US 12,354,600 B2
Fast and efficient text only adaptation for factorized neural transducer
Rui Zhao, Bellevue, WA (US); Jian Xue, Bellevue, WA (US); Sarangarajan Parthasarathy, Mountain View, CA (US); and Jinyu Li, Bellevue, WA (US)
Assigned to Microsoft Technology Licensing, LLC, Redmond, WA (US)
Filed by MICROSOFT TECHNOLOGY LICENSING, LLC, Redmond, WA (US)
Filed on Nov. 9, 2022, as Appl. No. 17/983,660.
Claims priority of provisional application 63/416,892, filed on Oct. 17, 2022.
Prior Publication US 2024/0135919 A1, Apr. 25, 2024
Int. Cl. G10L 15/16 (2006.01); G10L 15/06 (2013.01); G10L 15/197 (2013.01); G10L 15/22 (2006.01)

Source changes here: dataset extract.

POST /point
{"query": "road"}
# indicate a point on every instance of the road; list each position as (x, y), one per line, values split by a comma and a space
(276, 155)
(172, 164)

CPC G10L 15/16 (2013.01) [G10L 15/063 (2013.01); G10L 15/197 (2013.01); G10L 15/22 (2013.01)] 16 Claims
OG exemplary drawing
 
1. A method implemented by a computing system for performing improved automatic speech recognition using a factorized neural transducer, the method comprising:
accessing a factorized neural transducer comprising a first set of layers for predicting blank tokens and a second set of layers for predicting vocabulary tokens, wherein the second set of layers has been modified to facilitate an improvement in an accuracy of the factorized neural transducer in performing automatic speech recognition,
the first set of layers comprising a blank predictor, an encoder, and a joint network, wherein a blank predictor output from the blank predictor and an encoder output from the encoder are processed by the joint network for predicting a blank token,
the second set of layers comprising a language model that comprises a vocabulary predictor which is a separate predictor from the blank predictor, wherein a vocabulary predictor output from the vocabulary predictor and the encoder output are used for predicting a vocabulary token;
receiving electronic content comprising speech data as input to the factorized neural transducer;
predicting a blank token and a vocabulary token for a particular portion of the speech data, the particular portion of speech data associated with a new domain;
obtaining a set of adaptation data associated with the new domain;
accessing an N-gram model trained on the set of adaptation data;
generating an N-gram output based on receiving the particular portion of speech data; and
prior to predicting the vocabulary token, interpolating the N-gram output from the N-gram model with the vocabulary predictor output; and
using the blank token and the vocabulary token to perform speech recognition on the speech data.